In my whole time I used abstract classes whenever I needed to distinct between different implementations of a similar schema, just like an abstract tokenizer for parsing and creating different objects from text.

However recently I found out that in bigger projects there's almost everytime a class called AbstractBaseBBE or AbstractBaseBean which almost overrides everything from the Object class. Literally all classes in those projects ultimately extend from this base class when traversing the hierarchy tree. I started to look into the definition of a bean in java and it was stated that a bean is basically just a class with getters and setters for the private fields. The AbstractBaseBBE and AbstractBaseBean classes also have methods dealing with Properties , but instead of dealing with properties I know from event handling like PropertyChangeSupport , they are just String objects.

I can't really figure out the reason why they do this or what the purpose of those abstract bean classes is.

Is there any reason other than providing additional methods for all subclasses when doing this?

The following links are examples for those:

The PropertyDescriptor in the first is what I meant with the properties. Unfortunately some of the classes and methods used in the base classes above aren't in the project, meaning they probably got imported from an external source or lib.

I hope you can help me understand what the purpose of these classes are and when you would use something like this.

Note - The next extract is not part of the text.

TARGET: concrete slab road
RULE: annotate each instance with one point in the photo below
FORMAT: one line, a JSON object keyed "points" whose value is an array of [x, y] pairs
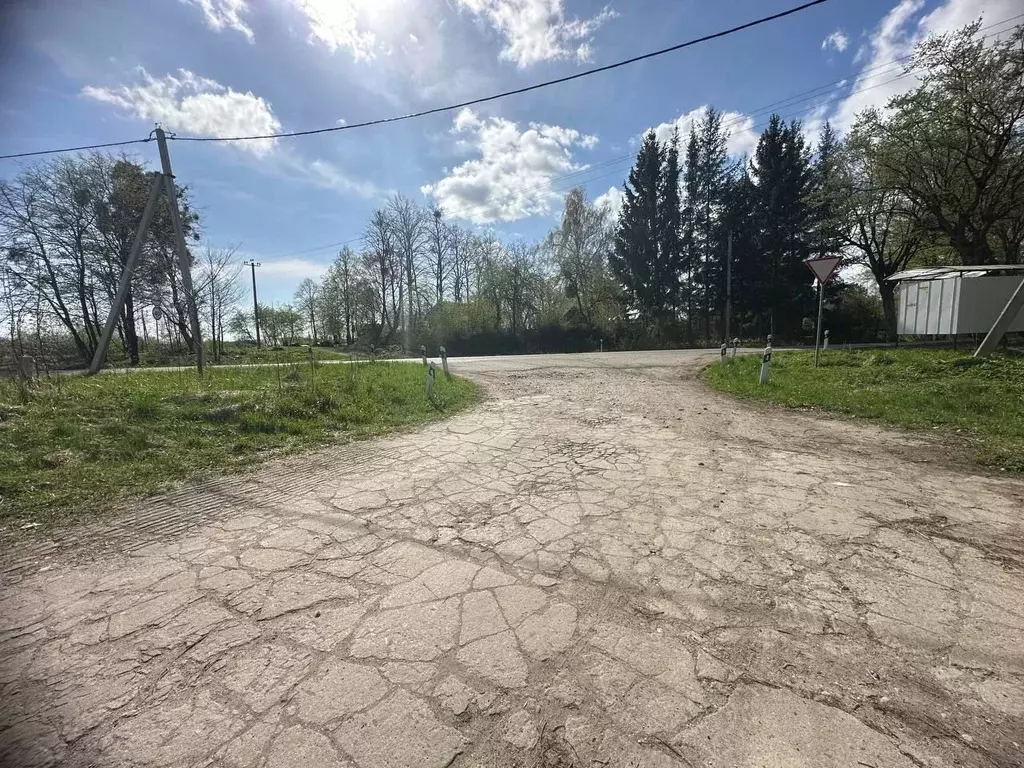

I think you're trying to answer the wrong question. There's no general answer to why you should always use an "AbstractBaseBean" but you can see that in each case this gives some general behavior to every object in the system. Whether that's something useful is really dependent on the system.

For example, the JPA example you cite has a set of general fields, including an id with getters and setters. The other two both provide default hashcode and equals.

Again, there's no one correct answer, but if you understand the functionality this provides you can decide for yourself if it's something you want.